Stream: compiler development

Topic: SortWith Compare Capture Refcounting


view this post on Zulip Brendan Hansknecht (Jul 22 2024 at 04:10):

With List.sortWith, we pass a compare function to zig.

The compare function could be capturing closure data. Which I think will actually be quite problematic.
We theoretically need to increment the captures to that function for every time the sort function calls compare.
Currently we just increment it for every element in the list.

To instead increment it for every call to the function, the only way would be to put the increment into the hot loop for sorting. I think that is a terrible idea.

I think we should either figure out a way to ban captures for the compare function or find a way to save and then reload the refcounts. Essentially, save the refcount, set the refcount to constant, run sort, set the refcount back to what it was originally.

Thoughts?

view this post on Zulip Brendan Hansknecht (Jul 22 2024 at 04:10):

I'm assuming this doesn't cause problems today cause in practice compare functions for lists never capture anything.

view this post on Zulip Brendan Hansknecht (Jul 22 2024 at 04:13):

For example worst case of quicksort is n^2 comparisons. Adding n^2 refcount increments to sorting would be brutal.

view this post on Zulip Luke Boswell (Jul 22 2024 at 04:51):

ban captures for the compare function

Would this prevent us from using curried functions?

Maybe this is a silly example...

module []

Color : [Red, Green, Blue]

priority : Color -> U64
priority = \c ->
    when c is
        Red -> 1
        Green -> 2
        Blue -> 3

sortFn = \priorityFn -> \left,right ->
    pl = priorityFn left
    pr = priorityFn right
    if pl < pr then
        LT
    else if pl > pr then
        GT
    else
        EQ

expect
    input = [Red, Blue, Green]
    actual = input |> List.sortWith (sortFn priority)
    expected = [Red, Green, Blue]
    actual == expected # true

view this post on Zulip Brendan Hansknecht (Jul 22 2024 at 05:00):

Yeah, it probably too restrictive.
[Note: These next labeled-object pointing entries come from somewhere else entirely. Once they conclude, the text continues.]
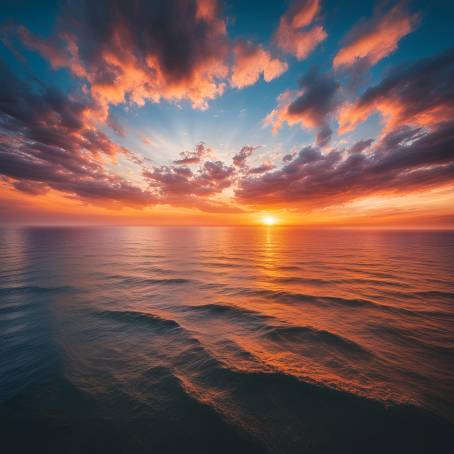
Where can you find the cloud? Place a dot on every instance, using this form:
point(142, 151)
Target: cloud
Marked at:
point(407, 159)
point(239, 160)
point(372, 40)
point(311, 108)
point(294, 34)
point(419, 95)
point(46, 143)
point(252, 60)
point(360, 146)
point(143, 50)
point(211, 178)
point(195, 156)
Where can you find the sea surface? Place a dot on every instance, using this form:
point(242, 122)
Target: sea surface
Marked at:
point(226, 340)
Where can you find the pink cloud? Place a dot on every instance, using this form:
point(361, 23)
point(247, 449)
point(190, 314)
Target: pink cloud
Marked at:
point(251, 61)
point(371, 41)
point(294, 36)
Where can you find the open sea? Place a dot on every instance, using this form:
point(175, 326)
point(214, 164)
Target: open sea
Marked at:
point(226, 340)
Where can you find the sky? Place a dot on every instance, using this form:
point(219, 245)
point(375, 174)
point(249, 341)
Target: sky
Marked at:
point(223, 112)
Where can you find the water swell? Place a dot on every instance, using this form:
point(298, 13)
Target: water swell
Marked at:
point(304, 334)
point(140, 317)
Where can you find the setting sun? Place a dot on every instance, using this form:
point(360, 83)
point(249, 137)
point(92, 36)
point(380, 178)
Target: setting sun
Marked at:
point(269, 220)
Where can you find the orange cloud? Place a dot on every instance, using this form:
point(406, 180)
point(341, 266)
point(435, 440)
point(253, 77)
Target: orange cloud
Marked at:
point(419, 95)
point(251, 61)
point(293, 35)
point(176, 52)
point(371, 41)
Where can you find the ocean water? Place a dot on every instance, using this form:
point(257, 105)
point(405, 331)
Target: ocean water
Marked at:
point(226, 340)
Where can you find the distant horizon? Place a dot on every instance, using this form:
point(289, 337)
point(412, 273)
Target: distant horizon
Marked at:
point(308, 112)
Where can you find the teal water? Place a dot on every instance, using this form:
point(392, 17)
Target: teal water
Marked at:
point(273, 340)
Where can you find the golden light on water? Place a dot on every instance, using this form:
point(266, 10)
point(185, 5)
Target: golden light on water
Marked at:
point(269, 220)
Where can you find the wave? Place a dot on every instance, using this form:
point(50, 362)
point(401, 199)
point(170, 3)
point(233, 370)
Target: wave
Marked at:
point(306, 333)
point(142, 317)
point(36, 289)
point(224, 310)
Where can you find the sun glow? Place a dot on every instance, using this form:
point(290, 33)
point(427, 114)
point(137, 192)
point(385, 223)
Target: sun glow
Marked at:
point(269, 220)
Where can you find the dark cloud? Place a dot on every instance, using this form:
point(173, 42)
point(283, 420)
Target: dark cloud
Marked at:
point(145, 50)
point(404, 160)
point(312, 108)
point(44, 143)
point(421, 94)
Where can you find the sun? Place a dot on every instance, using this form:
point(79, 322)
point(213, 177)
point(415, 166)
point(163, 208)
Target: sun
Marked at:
point(269, 220)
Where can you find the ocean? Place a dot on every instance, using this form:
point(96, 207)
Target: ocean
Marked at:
point(226, 340)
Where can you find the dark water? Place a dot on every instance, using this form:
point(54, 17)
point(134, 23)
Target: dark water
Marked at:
point(226, 340)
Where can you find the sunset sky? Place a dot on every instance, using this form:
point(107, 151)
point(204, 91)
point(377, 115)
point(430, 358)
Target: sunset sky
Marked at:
point(208, 112)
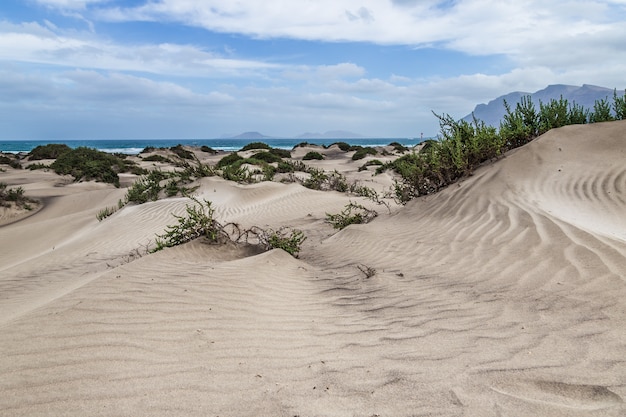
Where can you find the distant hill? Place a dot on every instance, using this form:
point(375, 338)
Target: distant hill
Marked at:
point(331, 134)
point(250, 135)
point(492, 112)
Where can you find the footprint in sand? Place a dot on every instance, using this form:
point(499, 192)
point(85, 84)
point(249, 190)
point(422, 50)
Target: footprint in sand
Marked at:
point(581, 397)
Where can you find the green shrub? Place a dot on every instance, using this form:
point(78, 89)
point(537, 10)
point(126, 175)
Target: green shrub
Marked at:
point(373, 162)
point(146, 188)
point(352, 214)
point(619, 105)
point(12, 162)
point(284, 167)
point(235, 172)
point(267, 157)
point(282, 153)
point(157, 158)
point(342, 145)
point(229, 160)
point(15, 196)
point(363, 152)
point(182, 152)
point(398, 147)
point(312, 155)
point(36, 166)
point(49, 151)
point(90, 164)
point(208, 149)
point(200, 222)
point(105, 212)
point(288, 240)
point(601, 112)
point(255, 145)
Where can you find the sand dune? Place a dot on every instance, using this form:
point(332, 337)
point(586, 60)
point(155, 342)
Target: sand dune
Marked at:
point(502, 295)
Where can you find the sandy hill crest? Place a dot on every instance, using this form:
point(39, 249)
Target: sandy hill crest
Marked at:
point(500, 295)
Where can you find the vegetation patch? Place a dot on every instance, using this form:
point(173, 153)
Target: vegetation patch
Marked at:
point(283, 153)
point(157, 158)
point(352, 214)
point(200, 222)
point(12, 162)
point(14, 196)
point(208, 149)
point(342, 145)
point(267, 157)
point(37, 165)
point(362, 152)
point(229, 159)
point(49, 151)
point(90, 164)
point(463, 145)
point(182, 152)
point(398, 147)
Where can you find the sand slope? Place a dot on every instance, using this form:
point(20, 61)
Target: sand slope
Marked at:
point(502, 295)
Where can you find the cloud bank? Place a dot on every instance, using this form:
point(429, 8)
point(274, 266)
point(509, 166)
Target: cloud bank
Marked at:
point(187, 68)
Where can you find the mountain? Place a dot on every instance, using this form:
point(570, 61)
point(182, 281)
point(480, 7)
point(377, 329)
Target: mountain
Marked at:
point(492, 112)
point(331, 134)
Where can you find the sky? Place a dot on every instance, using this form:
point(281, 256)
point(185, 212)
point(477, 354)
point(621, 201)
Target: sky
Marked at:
point(191, 69)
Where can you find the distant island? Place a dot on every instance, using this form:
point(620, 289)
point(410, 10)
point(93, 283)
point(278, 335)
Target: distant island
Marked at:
point(331, 134)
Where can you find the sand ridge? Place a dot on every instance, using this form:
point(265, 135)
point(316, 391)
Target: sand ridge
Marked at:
point(501, 295)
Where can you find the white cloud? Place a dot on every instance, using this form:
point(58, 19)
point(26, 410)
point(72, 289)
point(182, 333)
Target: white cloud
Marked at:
point(33, 43)
point(479, 27)
point(70, 4)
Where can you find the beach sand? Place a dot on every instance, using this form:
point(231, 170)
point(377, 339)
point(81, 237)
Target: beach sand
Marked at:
point(502, 295)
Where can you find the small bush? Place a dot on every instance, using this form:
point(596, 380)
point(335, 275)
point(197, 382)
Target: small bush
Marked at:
point(398, 147)
point(15, 196)
point(352, 214)
point(49, 151)
point(208, 149)
point(182, 152)
point(283, 153)
point(36, 166)
point(266, 157)
point(157, 158)
point(105, 212)
point(146, 188)
point(288, 240)
point(90, 164)
point(229, 160)
point(12, 162)
point(373, 162)
point(342, 145)
point(200, 222)
point(312, 155)
point(363, 152)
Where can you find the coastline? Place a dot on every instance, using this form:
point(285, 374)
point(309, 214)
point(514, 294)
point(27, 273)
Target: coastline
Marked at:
point(501, 294)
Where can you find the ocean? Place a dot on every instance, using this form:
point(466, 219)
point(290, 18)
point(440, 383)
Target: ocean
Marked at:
point(135, 146)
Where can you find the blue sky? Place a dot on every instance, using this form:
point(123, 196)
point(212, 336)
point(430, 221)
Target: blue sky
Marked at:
point(93, 69)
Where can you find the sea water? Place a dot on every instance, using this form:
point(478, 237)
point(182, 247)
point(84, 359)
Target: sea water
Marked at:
point(135, 146)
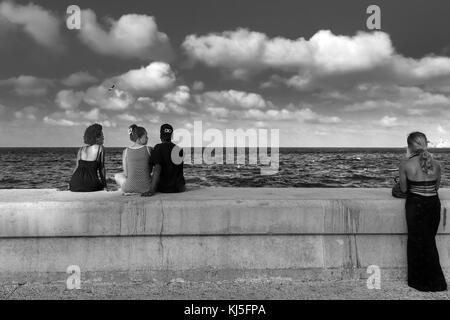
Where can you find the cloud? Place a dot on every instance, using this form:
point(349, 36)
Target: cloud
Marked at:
point(388, 121)
point(25, 85)
point(70, 118)
point(232, 99)
point(27, 113)
point(285, 114)
point(156, 78)
point(42, 25)
point(132, 36)
point(102, 97)
point(245, 52)
point(78, 79)
point(69, 99)
point(175, 102)
point(127, 117)
point(441, 130)
point(198, 86)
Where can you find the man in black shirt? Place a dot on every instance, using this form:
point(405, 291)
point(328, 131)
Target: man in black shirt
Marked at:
point(167, 161)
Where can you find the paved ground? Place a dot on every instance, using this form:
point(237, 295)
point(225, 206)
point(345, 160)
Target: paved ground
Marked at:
point(273, 288)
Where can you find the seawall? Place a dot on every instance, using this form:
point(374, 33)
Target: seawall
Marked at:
point(308, 233)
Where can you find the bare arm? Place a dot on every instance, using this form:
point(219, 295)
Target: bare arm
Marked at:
point(402, 175)
point(438, 174)
point(102, 169)
point(124, 162)
point(78, 158)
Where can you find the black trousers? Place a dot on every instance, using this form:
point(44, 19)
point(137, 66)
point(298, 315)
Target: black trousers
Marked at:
point(422, 217)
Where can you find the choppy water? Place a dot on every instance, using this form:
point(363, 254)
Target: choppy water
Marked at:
point(299, 167)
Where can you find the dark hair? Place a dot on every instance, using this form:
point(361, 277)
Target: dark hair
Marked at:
point(92, 134)
point(418, 144)
point(136, 132)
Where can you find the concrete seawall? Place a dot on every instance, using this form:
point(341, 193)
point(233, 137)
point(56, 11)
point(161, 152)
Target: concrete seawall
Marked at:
point(207, 233)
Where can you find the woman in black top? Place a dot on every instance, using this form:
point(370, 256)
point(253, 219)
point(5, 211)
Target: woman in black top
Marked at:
point(420, 176)
point(90, 172)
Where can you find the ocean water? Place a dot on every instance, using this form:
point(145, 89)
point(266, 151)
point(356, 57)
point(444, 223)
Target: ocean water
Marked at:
point(298, 167)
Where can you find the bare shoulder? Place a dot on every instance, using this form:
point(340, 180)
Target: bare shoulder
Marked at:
point(437, 164)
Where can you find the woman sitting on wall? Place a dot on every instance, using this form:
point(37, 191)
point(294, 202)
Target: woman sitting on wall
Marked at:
point(420, 176)
point(136, 177)
point(90, 173)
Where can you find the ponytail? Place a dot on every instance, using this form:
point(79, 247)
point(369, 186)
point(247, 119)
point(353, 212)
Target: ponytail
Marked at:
point(418, 143)
point(426, 161)
point(136, 132)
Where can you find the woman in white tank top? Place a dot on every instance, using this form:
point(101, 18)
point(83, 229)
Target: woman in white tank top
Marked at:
point(136, 177)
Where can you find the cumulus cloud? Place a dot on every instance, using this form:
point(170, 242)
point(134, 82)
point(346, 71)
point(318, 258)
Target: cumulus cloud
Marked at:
point(132, 36)
point(155, 78)
point(243, 51)
point(27, 113)
point(42, 25)
point(175, 101)
point(232, 99)
point(78, 118)
point(127, 117)
point(26, 85)
point(104, 98)
point(78, 79)
point(69, 99)
point(301, 115)
point(388, 121)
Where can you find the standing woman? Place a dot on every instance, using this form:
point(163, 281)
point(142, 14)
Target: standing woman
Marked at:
point(90, 173)
point(136, 177)
point(420, 176)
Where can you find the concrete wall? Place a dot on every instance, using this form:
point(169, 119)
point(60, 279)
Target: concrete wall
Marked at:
point(207, 233)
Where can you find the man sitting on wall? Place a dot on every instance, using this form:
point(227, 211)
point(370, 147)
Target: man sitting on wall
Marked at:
point(168, 165)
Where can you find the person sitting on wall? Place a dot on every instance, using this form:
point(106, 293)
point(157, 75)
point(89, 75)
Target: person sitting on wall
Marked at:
point(167, 159)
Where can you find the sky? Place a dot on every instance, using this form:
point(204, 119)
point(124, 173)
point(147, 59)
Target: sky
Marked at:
point(311, 69)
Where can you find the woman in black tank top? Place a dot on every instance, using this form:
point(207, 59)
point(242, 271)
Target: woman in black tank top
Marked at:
point(420, 177)
point(86, 175)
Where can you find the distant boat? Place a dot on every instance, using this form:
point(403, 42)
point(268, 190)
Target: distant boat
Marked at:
point(441, 143)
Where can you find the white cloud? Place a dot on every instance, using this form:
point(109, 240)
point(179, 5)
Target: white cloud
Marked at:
point(441, 130)
point(69, 99)
point(132, 36)
point(173, 102)
point(102, 97)
point(42, 25)
point(156, 78)
point(198, 86)
point(243, 51)
point(388, 121)
point(61, 122)
point(78, 79)
point(25, 85)
point(127, 117)
point(27, 113)
point(233, 99)
point(301, 115)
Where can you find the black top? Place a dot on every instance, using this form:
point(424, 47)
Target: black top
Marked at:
point(171, 178)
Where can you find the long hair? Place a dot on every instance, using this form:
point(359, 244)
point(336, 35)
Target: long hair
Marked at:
point(418, 144)
point(136, 132)
point(92, 134)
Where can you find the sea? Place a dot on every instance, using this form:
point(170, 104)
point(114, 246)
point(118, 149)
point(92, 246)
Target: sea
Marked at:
point(42, 168)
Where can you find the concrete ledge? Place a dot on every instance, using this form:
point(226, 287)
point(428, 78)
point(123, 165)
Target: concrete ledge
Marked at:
point(208, 231)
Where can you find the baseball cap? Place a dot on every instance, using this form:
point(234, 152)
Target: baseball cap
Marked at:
point(166, 129)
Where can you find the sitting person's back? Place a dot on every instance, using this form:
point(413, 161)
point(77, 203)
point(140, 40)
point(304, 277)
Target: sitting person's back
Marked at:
point(171, 178)
point(90, 174)
point(136, 177)
point(168, 172)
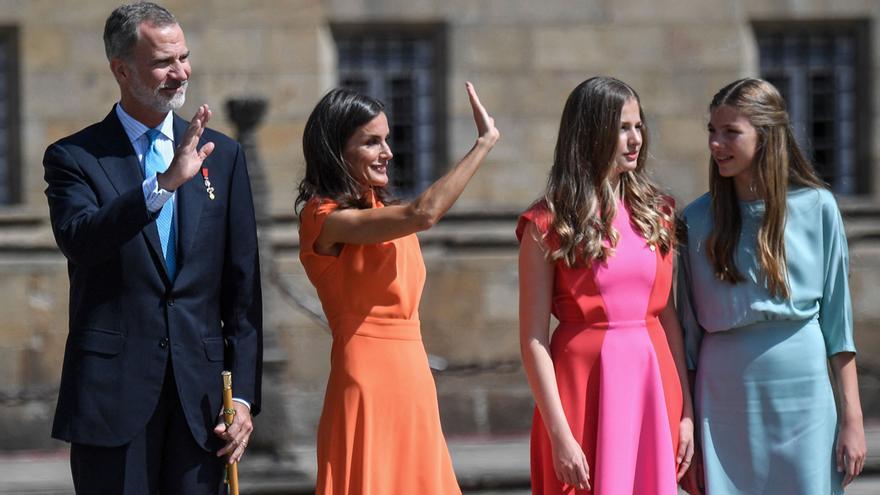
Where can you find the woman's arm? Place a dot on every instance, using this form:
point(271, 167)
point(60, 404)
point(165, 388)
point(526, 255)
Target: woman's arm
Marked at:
point(669, 321)
point(535, 296)
point(851, 449)
point(375, 225)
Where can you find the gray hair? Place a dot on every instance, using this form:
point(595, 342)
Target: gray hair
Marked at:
point(121, 29)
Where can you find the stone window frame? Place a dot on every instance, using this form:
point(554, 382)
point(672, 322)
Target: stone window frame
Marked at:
point(851, 160)
point(433, 131)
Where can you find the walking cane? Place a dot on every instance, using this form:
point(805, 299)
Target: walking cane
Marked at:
point(228, 416)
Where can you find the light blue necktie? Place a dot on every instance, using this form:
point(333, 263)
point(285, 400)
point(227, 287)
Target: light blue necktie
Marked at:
point(153, 164)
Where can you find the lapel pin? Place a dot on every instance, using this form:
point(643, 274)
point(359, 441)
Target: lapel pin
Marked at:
point(208, 186)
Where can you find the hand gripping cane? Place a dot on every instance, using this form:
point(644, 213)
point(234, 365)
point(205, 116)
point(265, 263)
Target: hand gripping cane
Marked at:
point(228, 416)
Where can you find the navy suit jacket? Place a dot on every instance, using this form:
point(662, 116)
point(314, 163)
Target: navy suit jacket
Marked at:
point(127, 318)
So probably need to do the constant thing.

view this post on Zulip Brendan Hansknecht (Jul 22 2024 at 05:01):

If you made priorityFn instead be something refcounted, like a list, it should break in current roc due to a double free.

view this post on Zulip Richard Feldman (Jul 22 2024 at 11:45):

Brendan Hansknecht said:

I think we should either figure out a way to ban captures for the compare function or find a way to save and then reload the refcounts. Essentially, save the refcount, set the refcount to constant, run sort, set the refcount back to what it was originally.

I don't think introducing the concept of banning captures is something we should do from a language complexity perspective, but the save/restore wouldn't be thread safe, right?

view this post on Zulip Richard Feldman (Jul 22 2024 at 11:51):

as in, if the host had that roc value shared across multiple threads, potentially having its refcount (try to be) incremented and/or decremented on the other threads, then the save/restore would break those because it would be set to constant

view this post on Zulip Richard Feldman (Jul 22 2024 at 12:00):

We theoretically need to increment the captures to that function for every time the sort function calls compare.

since we know the length of the list before we start sorting, couldn't we increment it once by N up front, where N is the length of the list?

view this post on Zulip Richard Feldman (Jul 22 2024 at 12:00):

(and then decrement by N at the end)

view this post on Zulip Brendan Hansknecht (Jul 22 2024 at 15:14):

This is for sorting and is the compare function. It isn't N increments. It is one increment per compare.

view this post on Zulip Brendan Hansknecht (Jul 22 2024 at 15:15):

So n log n on average, but an unknown amount in general.

view this post on Zulip Richard Feldman (Jul 22 2024 at 15:26):

ah right :thumbs_up:

view this post on Zulip Richard Feldman (Jul 22 2024 at 15:31):

so far it seems like doing the refcount increment/decrement each time is the best option to me, although it is definitely unfortunate for performance

view this post on Zulip Richard Feldman (Jul 22 2024 at 15:31):

at least in the case where you actually capture something

view this post on Zulip Brendan Hansknecht (Jul 22 2024 at 15:40):

Yeah, I guess this is a case where I should have zig generate two version of the code to also get the conditional out of the hot loop. Though the conditional would be 100% predictable, so maybe not a big deal.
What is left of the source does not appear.